Adolf Eichmann, fanatico assassino o grigio burocrate?
Un libro ribalta l'immagine che il nazista aveva voluto dare di sé durante il processo di Gerusalemme e che spinse Annah Arendt ha scrivere un volume sulla “banalità del male”
Il processo di Gerusalemme a Adolf Eichmann, che era stato catturato da agenti israeliani in Argentina, fornì a Annah Arendt, corrispondente del New Yorker, l’occasione per riflettere, in vari articoli poi raccolti in un volume, sulla “banalità del male”. La sua tesi, che vedeva nell’assuefazione alla burocrazia di uno stato totalitario la radice di comportamenti mostruosi come quelli di Eichmann, senza che vi fosse alla base una adesione fanatica ai dettami dell’antisemitismo, provocò un ampio e ruvido dibattito. Ora una studiosa, anch’essa tedesca, Bettina Stagneth, ripubblica una ricerca approfondita e puntigliosa (già edita in tedesco nel 2011) in cui si recuperano le testimonianze sulle conversazioni e le convinzioni di Eichmann durante la latitanza argentina, che ribalta l’immagine del “grigio burocrate” che l’imputato aveva voluto dare di sé durante il processo. Nel libro “la verità del male”, pubblicato in Italia da Luiss University Press, l’immagine di Eichmann risulta completamente diversa da quella del burocrate insensibile ma non malvagio consapevolmente che aveva indotto la Arendt alle sue riflessioni.
Eichmann non era affatto “incapace di pensare” e per questo indotto a far funzionare un meccanismo mostruoso di sterminio senza farsi domande. Era ed è sempre restato un fanatico antisemita: tra le sue dichiarazioni spicca quella in cui sostiene che “se 10,3 milioni di questi nemici fossero stati uccisi (dice parlando degli ebrei europei) allora avremmo adempiuto al nostro dovere”. Eichmann stesso si dice “un burocrate coscienzioso” ma “frequentato da un guerriero fanatico che lotta per la libertà del mio sangue, che è mio diritto di nascita”.

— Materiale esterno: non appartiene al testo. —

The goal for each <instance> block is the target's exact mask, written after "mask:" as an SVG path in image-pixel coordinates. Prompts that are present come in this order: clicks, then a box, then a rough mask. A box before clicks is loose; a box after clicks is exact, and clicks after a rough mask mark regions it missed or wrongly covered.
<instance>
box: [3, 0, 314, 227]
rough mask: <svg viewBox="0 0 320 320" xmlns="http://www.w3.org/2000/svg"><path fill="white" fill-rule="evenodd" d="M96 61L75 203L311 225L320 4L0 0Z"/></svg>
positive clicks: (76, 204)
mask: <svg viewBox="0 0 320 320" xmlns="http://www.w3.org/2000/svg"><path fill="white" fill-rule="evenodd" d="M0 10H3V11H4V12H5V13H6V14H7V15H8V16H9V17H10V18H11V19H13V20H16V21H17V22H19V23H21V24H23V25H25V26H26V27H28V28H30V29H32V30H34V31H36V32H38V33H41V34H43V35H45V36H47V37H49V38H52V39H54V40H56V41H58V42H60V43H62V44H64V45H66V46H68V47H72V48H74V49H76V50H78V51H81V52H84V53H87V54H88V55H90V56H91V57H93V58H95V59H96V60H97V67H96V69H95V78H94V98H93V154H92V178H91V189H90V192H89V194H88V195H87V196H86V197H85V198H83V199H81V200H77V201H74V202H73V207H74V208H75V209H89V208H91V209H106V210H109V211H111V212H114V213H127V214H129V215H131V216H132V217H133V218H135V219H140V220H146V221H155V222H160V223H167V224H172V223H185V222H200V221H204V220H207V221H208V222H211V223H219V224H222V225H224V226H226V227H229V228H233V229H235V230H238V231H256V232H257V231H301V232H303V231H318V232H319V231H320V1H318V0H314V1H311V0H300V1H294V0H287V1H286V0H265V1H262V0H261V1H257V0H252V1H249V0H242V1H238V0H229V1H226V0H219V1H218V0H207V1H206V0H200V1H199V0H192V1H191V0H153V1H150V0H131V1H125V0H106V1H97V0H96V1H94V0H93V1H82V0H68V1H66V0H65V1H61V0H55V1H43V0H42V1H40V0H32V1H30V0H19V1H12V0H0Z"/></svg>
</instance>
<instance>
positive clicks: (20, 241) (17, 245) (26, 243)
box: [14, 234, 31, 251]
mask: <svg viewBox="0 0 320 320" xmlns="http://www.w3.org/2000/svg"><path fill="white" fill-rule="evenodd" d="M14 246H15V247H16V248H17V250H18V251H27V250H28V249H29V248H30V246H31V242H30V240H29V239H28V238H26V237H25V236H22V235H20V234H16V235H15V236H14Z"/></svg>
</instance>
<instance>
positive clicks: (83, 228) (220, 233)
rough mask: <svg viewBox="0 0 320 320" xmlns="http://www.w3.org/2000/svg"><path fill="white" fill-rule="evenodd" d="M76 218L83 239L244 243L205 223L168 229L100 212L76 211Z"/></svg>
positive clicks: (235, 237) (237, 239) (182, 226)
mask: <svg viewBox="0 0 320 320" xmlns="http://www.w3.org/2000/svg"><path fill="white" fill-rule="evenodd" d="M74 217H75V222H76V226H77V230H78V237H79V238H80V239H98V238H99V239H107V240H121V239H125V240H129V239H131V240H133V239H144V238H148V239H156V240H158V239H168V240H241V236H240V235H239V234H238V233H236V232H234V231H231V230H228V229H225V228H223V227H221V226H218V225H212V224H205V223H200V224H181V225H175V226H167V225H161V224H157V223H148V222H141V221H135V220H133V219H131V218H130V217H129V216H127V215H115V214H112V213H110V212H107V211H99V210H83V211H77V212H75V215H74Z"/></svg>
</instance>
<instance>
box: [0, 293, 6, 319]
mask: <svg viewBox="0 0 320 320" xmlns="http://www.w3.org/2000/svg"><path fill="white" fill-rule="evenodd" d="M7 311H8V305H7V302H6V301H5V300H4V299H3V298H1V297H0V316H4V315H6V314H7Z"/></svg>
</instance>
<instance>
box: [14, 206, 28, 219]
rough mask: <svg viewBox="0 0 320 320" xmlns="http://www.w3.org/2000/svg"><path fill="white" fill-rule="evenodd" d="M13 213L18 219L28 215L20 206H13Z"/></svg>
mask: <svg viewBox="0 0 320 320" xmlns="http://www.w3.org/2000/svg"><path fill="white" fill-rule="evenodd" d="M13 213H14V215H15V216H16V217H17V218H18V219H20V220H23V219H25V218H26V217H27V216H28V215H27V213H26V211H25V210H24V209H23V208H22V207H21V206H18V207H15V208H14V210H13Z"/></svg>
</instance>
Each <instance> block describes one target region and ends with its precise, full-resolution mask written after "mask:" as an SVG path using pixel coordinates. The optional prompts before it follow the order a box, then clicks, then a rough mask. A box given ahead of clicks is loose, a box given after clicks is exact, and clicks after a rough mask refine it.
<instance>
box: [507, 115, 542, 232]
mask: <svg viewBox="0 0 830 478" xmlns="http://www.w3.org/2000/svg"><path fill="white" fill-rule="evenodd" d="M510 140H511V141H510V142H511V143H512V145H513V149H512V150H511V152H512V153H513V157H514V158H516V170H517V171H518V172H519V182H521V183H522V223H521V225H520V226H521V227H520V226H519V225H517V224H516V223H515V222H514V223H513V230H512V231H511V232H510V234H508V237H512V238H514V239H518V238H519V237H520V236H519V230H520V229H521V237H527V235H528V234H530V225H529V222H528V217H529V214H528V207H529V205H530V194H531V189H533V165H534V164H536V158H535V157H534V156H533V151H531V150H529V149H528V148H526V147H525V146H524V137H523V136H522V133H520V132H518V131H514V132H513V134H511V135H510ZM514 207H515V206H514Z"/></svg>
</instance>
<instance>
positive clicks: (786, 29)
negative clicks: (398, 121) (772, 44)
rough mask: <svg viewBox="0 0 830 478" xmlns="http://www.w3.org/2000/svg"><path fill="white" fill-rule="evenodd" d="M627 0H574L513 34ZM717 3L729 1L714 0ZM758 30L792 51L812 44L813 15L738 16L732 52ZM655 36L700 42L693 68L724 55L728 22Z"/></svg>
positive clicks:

Naturalmente il fatto che abbia interpretato in modo parziale e tutto sommato fuorviante la personalità di Eichmann non cancella automaticamente il valore filosofico della riflessione della Arendt. In The Jewish Review of Books, lo storico delle idee Richard Wolin scrive: “Arendt aveva la sua personale agenda intellettuale e in conseguenza della sua inopportuna lealtà verso il suo primo mentore ed amante, Martin Heidegger, continuò ad applicare il concetto di ‘mancanza di pensiero’ (Gedankenlosigkeit) ad Eichmann. In questo modo, ella sottovalutò drasticamente la convinzione fanatica che ispirava le sue azioni”. Questa è un’evidente esagerazione. Caso mai è proprio la sua vicenda personale con il filosofo tedesco, che aderì al regime nazista e di cui sono venuti alla luce recentemente i cosiddetti “quaderni neri”, che induce la Arendt a capire che anche menti eccezionali possono essere trascinate sul terreno odioso del razzismo. La domanda sulla partecipazione corale del popolo tedesco ai misfatti del nazismo resta intatta e, se non si vuole dare una risposta egualmente razzista su caratteri particolari della stirpe germanica, richiede un esame dell’assenza di pensiero critico come base di una condotta moralmente consapevole.
Quello che forse può essere indagato meglio è il peso dell’ideologia, che la Arendt mette un po’ tra parentesi, e che invece è stata alla base dell’adesione al regime sia dei burocrati fanatizzati sia di grandi pensatori. Le ricostruzioni di comodo, che descrivono un popolo tedesco inconsapevole e obbediente, che aderiva allo stato con ingenua fiducia senza per questo aver intimamente accettato l’ideologia del sangue è consolatoria ma irreale. Le teorie deterministe, che escludono la responsabilità e la libertà personale, visto che considerano la storia determinata da fattori oggettivi, siano le radici razziali o quelle sociali, forniscono spiegazioni onnicomprensive e totalizzanti, con la pretesa di rappresentare l’estensione politica di principi scientifici. Rispondere a questo con un richiamo a Socrate o a Kant è troppo e troppo poco. Troppo perché non si può chiedere alla singola persona comune di confrontarsi da sola con le contraddizioni del mondo per trarne una coscienza morale puramente individuale, troppo poco perché trascura i fenomeni concreti attraverso i quali si affermano (o possono essere contrastate efficacemente) nello spazio pubblico le ideologie deterministiche. Il fatto che si sia messa in luce la radice ideologica delle convinzioni di Eichmann non cancella le domande di Annah Arendt, ma sottolinea i limiti della sua risposta.